I pen this now from a coffee shop at Nairobi International Airport, several hours out from the flight that will take me home, back to the United States and into a new journey over the summer months as I attend weddings, speak at conferences, and visit old friends.

My website was blocked these past weeks as I traveled through Rwanda, and so, apologies for the gap in dispatches — this is the last I will write from Africa.

I am ready to leave.

This is not always the case as I board a homeward bound flight, but while I loved much of my time in Africa, the travel grows weary on me these past few weeks—I added another bout with serious traveler’s sickness to my already long running list — and I am looking forward to a bit of down time before planning some travels this fall. Several years ago I penned a piece about going home called a A Little Love Letter… On Travel and Leave-Takings. It’s still a favorite of mine, and much of that still holds true on this leave-taking. Friends have had babies these past few weeks, other friends planned weddings this month and I look forward to attending, and too, my niece Ana is begging for me to return and scoop her up for some sort of adventure — even a stateside adventure is “acceptable if necessary” according to her.

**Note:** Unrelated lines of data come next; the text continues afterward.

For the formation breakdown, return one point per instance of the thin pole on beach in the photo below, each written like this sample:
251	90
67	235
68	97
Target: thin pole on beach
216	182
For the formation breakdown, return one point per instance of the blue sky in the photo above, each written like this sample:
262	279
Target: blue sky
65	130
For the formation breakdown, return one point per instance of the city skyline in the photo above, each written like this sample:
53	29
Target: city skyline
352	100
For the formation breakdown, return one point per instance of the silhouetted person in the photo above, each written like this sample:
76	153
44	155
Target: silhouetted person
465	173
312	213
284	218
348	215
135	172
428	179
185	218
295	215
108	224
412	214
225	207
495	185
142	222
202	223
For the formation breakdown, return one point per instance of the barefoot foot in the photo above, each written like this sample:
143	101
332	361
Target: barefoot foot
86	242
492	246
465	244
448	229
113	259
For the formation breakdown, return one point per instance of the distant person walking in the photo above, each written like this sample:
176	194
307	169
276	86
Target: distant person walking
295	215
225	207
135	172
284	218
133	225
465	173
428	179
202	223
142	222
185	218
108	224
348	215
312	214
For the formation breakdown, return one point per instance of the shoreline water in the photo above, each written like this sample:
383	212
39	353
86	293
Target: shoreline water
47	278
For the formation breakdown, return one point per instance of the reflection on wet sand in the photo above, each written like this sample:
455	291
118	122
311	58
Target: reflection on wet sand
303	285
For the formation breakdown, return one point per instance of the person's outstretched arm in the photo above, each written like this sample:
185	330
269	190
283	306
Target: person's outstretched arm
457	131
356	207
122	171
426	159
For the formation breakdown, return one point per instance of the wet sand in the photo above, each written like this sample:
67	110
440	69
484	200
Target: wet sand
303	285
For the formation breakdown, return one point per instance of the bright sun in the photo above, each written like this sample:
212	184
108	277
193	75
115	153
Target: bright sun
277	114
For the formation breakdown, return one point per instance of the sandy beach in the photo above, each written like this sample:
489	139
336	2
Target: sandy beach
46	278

Fun finds at the morning market. The baskets full of beans and local veggies made for a pretty arrangement and made wandering Kampala’s small markets are the more fun.

And so, I write these thoughts with less nostalgia than I would have guessed going into a long-haul flight taking me back to America. Less nostalgia, but no less appreciation and gratitude for the experiences afforded to me these past four months. There are countless new friendships that shaped my time on the continent, and some of the most incredible wildlife experiences our planet can afford. It’s been good. And so, onward with the final dispatch covering a bit about Rwanda these past few weeks, as well as some of my travel plans and the cities I’ll visit throughout the summer months if you’re keen to meet up!

On Traveling Through Rwanda

Rwanda caught me by surprise. Many nations have a nickname, and as I passed from Uganda, the “Pearl of Africa” into Rwanda, the “Land of a Thousand Hills,” I was unsure of nature of the country I would find on the other side of this new border crossing. The diversity of each country in East Africa has surprised me, though they share borders (some borders that seem quite fluid if you look far enough into the past), the modern versions of these countries have strong national identities and cultures unique unto themselves. Rwanda is no exception, and the visible cues that I had switched countries were as noticeable as the change in demeanor.

Women in Rwanda head home at the end of the day, walking up a tall hill with their goods.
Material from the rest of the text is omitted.